Mnguember, a literary historian, expressed concerns over the Tiv people, about whom her book ‘Long shadows’ was written, who according to her, are being sacked out of their villages in Benue State, Taraba State and Nasarawa State by unknown armed men.
Lamenting the situation, she said: “The security people are not doing anything. Government should show concern. You meet police men by the roadside and you ask them, “I want to go to this village”, they will tell you it’s not safe to go into. Why? What makes that village not safe?”
Concerning government moves to create ranches across the country, Mnguember said: “Feedlots can be given all over the place if you talked to animal scientists. We don’t need to have cattle roaming around. If they are in feedlots, they don’t move around. They feed them with silages or hay, which can be planted around the environment, harvested and kept for feeding the animals; and we have lots of land from Kano to Bauchi, you have Tudun Wada area, which is an empty land, and Sambisa Forest.

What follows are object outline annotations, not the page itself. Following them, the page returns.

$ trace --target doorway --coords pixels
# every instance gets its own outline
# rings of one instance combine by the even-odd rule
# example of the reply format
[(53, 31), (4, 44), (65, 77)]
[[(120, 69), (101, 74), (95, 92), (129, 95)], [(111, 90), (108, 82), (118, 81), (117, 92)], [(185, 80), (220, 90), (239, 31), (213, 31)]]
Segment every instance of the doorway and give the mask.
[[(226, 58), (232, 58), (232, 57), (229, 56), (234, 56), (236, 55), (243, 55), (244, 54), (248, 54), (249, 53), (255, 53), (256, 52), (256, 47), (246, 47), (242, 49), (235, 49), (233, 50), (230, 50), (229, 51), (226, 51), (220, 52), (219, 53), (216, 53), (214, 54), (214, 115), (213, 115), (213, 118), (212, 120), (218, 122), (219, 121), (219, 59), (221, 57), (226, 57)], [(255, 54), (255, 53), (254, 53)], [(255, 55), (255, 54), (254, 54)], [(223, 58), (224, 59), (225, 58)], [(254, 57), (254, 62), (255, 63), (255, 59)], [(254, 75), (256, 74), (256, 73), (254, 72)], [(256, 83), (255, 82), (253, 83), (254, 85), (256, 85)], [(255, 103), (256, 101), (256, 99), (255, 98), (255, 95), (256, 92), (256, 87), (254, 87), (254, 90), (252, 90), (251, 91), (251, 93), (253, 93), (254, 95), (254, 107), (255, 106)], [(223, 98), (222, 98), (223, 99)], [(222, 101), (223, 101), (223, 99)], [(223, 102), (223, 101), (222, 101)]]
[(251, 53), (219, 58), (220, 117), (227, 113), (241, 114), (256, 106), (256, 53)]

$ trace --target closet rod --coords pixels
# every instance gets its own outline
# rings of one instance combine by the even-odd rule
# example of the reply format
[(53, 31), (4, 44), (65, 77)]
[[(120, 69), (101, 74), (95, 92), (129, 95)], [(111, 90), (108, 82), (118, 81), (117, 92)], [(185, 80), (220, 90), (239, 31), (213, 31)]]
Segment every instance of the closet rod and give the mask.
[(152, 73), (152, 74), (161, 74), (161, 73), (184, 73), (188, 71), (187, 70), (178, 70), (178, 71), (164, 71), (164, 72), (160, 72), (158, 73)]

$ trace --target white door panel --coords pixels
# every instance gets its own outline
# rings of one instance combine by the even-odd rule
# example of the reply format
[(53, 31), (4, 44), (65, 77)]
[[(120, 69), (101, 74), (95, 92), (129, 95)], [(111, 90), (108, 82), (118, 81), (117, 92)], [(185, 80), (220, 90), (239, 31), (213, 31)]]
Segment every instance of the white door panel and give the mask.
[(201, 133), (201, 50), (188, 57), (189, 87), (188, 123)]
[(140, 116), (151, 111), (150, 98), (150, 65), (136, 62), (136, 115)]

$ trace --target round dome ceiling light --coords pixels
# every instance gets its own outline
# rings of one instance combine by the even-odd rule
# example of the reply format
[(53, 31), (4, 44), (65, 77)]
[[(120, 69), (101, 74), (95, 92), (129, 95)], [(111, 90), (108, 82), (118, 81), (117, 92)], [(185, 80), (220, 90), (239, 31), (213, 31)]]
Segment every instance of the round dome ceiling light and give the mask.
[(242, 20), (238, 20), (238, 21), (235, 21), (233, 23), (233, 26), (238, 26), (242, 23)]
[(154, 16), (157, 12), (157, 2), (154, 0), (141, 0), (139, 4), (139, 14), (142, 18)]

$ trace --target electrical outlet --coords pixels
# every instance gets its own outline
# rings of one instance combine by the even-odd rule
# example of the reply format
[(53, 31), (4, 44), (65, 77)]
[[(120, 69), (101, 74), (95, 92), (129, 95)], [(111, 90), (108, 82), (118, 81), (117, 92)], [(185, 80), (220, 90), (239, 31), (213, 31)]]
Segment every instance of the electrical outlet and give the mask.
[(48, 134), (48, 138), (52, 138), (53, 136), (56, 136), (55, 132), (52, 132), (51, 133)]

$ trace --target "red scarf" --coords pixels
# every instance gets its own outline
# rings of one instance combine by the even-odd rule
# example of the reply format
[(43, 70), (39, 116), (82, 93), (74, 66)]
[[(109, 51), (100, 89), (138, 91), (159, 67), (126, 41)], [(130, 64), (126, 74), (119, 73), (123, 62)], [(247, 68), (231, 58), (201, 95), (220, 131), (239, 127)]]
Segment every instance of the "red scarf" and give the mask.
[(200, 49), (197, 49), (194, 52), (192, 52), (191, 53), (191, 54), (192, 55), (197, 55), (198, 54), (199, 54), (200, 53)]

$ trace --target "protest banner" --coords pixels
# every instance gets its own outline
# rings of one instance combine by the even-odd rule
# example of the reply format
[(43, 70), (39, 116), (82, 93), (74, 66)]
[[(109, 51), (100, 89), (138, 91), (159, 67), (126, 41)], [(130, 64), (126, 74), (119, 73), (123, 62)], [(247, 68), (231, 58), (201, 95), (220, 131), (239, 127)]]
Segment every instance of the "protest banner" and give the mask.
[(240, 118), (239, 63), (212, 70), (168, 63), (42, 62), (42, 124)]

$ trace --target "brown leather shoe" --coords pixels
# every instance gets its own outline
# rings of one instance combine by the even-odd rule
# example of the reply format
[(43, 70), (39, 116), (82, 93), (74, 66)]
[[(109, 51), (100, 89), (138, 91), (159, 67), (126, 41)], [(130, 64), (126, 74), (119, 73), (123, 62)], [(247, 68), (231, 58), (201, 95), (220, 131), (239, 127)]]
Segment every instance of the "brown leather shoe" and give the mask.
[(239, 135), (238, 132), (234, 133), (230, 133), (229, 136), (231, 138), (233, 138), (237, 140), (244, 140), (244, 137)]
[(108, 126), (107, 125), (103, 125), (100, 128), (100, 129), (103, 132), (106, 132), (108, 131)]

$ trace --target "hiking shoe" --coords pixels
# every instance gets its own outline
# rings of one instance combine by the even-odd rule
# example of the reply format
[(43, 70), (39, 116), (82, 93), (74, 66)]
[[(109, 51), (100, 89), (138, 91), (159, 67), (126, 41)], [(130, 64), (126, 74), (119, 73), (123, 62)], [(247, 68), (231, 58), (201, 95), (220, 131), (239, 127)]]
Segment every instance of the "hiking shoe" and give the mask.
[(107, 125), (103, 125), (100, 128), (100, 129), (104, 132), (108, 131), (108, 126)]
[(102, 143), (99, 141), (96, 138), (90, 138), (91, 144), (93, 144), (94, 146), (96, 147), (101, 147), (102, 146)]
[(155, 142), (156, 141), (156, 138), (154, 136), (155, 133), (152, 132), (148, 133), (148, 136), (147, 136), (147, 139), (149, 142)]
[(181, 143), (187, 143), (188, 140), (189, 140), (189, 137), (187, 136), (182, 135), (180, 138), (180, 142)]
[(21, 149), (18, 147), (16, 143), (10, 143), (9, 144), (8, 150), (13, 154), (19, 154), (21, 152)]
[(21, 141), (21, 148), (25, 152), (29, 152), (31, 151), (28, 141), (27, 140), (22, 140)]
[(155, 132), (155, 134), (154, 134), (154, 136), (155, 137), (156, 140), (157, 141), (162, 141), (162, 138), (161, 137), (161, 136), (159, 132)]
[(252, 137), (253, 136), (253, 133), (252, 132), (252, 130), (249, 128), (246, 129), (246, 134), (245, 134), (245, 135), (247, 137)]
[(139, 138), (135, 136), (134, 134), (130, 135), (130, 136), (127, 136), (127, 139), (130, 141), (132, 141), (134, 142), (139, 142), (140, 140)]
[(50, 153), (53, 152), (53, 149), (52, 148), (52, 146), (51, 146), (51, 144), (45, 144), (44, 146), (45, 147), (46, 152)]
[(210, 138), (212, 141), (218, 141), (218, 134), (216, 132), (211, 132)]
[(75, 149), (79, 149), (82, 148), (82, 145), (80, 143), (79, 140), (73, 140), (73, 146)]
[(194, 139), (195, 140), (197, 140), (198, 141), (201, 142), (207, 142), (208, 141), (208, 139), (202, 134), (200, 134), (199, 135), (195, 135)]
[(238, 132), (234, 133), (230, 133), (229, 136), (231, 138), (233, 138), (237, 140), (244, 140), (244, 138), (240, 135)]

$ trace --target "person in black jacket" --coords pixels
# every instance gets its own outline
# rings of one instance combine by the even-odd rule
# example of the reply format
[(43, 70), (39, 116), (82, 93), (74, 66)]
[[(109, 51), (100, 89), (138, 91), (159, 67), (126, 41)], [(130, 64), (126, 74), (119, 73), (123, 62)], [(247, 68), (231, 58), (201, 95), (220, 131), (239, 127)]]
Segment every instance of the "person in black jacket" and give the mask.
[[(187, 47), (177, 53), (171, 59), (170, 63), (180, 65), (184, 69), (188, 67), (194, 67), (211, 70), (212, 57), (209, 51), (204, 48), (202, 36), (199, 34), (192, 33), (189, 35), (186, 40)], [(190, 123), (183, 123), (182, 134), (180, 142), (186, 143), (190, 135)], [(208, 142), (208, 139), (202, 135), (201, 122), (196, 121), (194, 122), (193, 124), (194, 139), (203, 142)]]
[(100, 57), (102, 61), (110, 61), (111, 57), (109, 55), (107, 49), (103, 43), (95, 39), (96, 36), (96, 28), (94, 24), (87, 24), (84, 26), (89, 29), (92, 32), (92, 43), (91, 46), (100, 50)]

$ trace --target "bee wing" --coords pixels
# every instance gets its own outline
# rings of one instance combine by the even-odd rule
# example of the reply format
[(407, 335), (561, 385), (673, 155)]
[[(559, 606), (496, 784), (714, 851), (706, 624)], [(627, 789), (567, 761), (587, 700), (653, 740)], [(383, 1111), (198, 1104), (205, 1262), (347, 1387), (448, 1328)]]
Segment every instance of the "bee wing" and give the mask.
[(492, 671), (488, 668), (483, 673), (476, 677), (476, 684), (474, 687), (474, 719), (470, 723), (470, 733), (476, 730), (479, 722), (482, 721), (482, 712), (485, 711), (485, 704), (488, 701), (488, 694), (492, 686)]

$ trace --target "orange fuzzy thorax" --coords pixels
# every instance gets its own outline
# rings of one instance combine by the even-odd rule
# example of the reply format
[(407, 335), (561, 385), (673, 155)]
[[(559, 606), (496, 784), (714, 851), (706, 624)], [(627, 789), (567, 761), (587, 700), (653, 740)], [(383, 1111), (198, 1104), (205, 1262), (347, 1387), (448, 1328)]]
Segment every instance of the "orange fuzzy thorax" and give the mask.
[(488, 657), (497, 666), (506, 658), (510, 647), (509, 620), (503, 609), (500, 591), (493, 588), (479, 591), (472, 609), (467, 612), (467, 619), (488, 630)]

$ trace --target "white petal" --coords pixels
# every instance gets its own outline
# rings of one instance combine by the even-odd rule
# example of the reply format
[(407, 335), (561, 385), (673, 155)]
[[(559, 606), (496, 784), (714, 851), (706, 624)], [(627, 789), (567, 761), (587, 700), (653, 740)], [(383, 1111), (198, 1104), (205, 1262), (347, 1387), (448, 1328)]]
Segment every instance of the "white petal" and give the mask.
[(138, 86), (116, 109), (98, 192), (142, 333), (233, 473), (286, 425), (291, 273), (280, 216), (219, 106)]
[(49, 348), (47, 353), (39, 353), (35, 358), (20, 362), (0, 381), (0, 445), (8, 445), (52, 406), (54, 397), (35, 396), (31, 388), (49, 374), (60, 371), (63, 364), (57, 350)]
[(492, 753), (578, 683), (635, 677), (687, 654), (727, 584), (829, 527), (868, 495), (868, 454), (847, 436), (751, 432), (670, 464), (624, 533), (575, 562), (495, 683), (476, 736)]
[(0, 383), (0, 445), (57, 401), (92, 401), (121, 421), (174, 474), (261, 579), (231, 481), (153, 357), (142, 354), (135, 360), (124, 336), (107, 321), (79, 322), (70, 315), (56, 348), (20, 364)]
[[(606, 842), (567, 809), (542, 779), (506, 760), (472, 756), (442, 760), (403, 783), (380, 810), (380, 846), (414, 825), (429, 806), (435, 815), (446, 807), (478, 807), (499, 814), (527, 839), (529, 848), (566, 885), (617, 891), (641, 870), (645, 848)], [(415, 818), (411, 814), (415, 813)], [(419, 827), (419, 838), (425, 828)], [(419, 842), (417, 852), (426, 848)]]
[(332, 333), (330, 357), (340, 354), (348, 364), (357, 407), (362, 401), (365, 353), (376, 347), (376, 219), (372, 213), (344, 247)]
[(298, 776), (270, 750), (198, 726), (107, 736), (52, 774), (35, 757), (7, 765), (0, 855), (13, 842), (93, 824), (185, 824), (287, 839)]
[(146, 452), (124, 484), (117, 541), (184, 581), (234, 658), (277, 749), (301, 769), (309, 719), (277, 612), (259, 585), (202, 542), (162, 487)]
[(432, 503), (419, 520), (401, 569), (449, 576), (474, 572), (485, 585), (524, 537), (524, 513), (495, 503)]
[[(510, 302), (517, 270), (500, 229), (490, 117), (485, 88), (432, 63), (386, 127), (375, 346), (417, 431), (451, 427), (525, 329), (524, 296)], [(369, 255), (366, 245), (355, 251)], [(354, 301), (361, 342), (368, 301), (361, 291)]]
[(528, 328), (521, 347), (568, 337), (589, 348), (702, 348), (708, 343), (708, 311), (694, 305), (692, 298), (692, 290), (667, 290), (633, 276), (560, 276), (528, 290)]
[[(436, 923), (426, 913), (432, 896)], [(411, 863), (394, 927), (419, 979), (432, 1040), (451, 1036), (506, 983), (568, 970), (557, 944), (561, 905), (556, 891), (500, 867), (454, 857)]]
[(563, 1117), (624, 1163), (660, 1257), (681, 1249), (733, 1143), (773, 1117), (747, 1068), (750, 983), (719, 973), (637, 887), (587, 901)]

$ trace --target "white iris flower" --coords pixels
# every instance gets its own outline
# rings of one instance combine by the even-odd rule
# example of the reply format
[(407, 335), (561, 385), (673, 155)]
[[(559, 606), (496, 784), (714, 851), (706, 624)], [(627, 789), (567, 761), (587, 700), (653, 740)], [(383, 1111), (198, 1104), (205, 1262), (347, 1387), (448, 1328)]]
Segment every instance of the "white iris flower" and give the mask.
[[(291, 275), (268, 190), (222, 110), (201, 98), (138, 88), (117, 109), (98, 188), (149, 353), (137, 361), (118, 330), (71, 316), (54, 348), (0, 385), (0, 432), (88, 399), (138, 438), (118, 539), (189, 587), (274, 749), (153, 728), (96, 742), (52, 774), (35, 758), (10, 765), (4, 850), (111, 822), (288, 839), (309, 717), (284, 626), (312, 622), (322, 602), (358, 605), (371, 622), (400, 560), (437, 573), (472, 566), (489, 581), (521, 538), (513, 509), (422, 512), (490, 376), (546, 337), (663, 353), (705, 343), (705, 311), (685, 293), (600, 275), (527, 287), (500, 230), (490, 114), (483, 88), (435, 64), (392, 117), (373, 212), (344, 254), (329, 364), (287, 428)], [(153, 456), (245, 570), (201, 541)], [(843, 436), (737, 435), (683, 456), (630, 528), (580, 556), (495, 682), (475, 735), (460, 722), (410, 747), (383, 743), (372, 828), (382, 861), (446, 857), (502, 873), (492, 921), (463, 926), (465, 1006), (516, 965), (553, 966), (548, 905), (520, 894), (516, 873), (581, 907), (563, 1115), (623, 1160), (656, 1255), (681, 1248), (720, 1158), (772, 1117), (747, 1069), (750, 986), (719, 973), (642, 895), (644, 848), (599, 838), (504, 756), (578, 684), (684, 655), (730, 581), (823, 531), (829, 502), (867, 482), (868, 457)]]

Why can’t government make feedlots or ranches in these areas for those who want to use them?”
Noting the need for journalist to show courage, be objective and pay attention to details in conflict situations, she said journalists should investigate and make recommendations on the cattle ranch creation, cattle rustling and killings in conflict areas of the country.
She further called for sincerity on the part of government in finding solution to conflicts in the middle belt of the country. She said: “If government is not sincere and small arms are moving all over the place, and they are not saying who is moving these arms around, then how can we get solution? Is it too much for government to trace these places where these arms are kept and how they are coming in?”